Both as individuals and as the Body of Christ, the Church, we adore and praise our Lord because by his holy cross he has redeemed us and our world. Pope Benedict expressed the way that Christ and the cross relate to us: “The experience of suffering and of the cross touches all mankind.” For this reason, Christians for centuries have been contemplating not only the image of Christ on the cross as it adorns our churches, but also what in the details of his actions might be of help to us for our instruction and growth. In short, by tracing the steps he took, the words he uttered, and the sacrifice of his own life that he offered on Calvary, we enter into his passion so that we too might share his resurrection.
This desire to share in Jesus’ steps on Calvary first developed as a pilgrimage of prayer. Pilgrims traveled to Jerusalem to visit the place where Jesus died; many continue this practice today. In the sixteenth century, however, Franciscans developed the devotional practice of establishing stations, or points of meditation on the passion of Christ, that were closer to home. By the eighteenth century, the number of stations became established at fourteen and one could make a pilgrimage of prayer with Christ right around the church building or grounds. The mystery of Christ’s sacrifice for you and me was meant to be accessible to each of us, that we might walk those steps often and always in the course of our lives. And in this prayer, which engages not only Sacred Scripture but our imagination, we place ourselves in the narrative to meet and discover our Lord anew.
We never walk these steps alone, but in the communion of saints who throughout history have found hope and life in Christ’s cross. St. Paul preached Christ crucified to the Corinthians (1 Cor 2:2). Many people continue to pray the now classic Way of the Cross by St. Alphonsus Liguori. For us, hopefully we grow to discover, as did Blessed Basil Moreau, the founder of the Congregation of Holy Cross, that
“… human life is like a great Way of the Cross. We do not have to go to the chapel or church to go through the different stations. This Way of the Cross is everywhere and we travel it every day, even in spite of ourselves and without being aware of it.”
Blessed Moreau knew that in frequently praying and contemplating the Way of the Cross we begin to understand our own spiritual journey in terms of Christ’s.
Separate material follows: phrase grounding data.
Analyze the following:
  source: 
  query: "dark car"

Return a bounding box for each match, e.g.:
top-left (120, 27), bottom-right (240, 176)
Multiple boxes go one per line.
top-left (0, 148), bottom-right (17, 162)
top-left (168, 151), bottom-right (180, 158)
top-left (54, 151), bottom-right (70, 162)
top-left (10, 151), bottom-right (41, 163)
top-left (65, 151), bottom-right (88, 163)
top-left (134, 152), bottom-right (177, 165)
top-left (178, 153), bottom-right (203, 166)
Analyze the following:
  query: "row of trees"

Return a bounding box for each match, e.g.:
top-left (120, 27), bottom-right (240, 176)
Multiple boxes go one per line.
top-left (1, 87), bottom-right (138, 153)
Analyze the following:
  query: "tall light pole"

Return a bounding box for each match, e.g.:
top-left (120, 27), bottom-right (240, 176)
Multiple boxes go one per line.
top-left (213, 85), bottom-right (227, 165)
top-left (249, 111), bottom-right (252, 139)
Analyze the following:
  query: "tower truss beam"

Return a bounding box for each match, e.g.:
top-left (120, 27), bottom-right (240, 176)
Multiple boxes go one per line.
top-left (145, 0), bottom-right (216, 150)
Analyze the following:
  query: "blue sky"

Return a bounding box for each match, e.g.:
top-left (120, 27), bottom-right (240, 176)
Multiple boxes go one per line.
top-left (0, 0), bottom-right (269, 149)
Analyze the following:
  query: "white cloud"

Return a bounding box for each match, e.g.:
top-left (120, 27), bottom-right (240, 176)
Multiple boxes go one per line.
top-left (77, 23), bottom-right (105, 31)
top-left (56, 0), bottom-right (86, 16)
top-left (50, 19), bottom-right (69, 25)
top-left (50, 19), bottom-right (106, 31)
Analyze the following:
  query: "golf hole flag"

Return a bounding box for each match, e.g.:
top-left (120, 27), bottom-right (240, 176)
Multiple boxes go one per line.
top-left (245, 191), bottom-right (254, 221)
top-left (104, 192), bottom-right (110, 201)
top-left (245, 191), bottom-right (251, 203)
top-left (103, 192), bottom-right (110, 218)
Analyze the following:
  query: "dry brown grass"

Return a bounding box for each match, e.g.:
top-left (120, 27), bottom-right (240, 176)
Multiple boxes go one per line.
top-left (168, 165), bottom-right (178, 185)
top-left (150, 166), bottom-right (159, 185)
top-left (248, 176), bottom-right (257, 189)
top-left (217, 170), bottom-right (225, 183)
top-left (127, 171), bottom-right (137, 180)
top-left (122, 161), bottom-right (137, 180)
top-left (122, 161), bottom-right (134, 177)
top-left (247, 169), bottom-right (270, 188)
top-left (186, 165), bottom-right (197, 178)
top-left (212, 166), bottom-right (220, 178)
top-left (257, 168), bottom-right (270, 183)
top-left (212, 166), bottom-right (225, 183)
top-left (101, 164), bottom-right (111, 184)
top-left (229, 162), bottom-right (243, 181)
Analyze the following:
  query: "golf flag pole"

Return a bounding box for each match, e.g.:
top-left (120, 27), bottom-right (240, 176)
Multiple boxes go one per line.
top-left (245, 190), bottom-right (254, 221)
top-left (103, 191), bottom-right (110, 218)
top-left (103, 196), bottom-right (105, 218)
Christ’s steps give deeper meaning and purpose to our own. Christ’s own suffering means that our redeemer knows and can relate to the feeling of human pain and the suffering of injustice. Once we have walked enough, we come to realize it is no longer I but Christ who walks, and lives, and moves in me (Gal 2:20).
Blessed Basil Moreau
This Lent as we pray the Way of the Cross from all the corners of the globe we are simultaneously conforming our lives to Christ’s steps and witnessing for the world that our faith is one that does not fear the brokenness of sin nor the frustrations of suffering. No, it is precisely these things that Christ came to redeem. Then and only then do we see the cross for what it really is, the brightest hope that we can offer to our world that still knows suffering. As the ancient hymn put it so boldly: O Crux Ave Spes Unica. Hail the Cross, our only hope!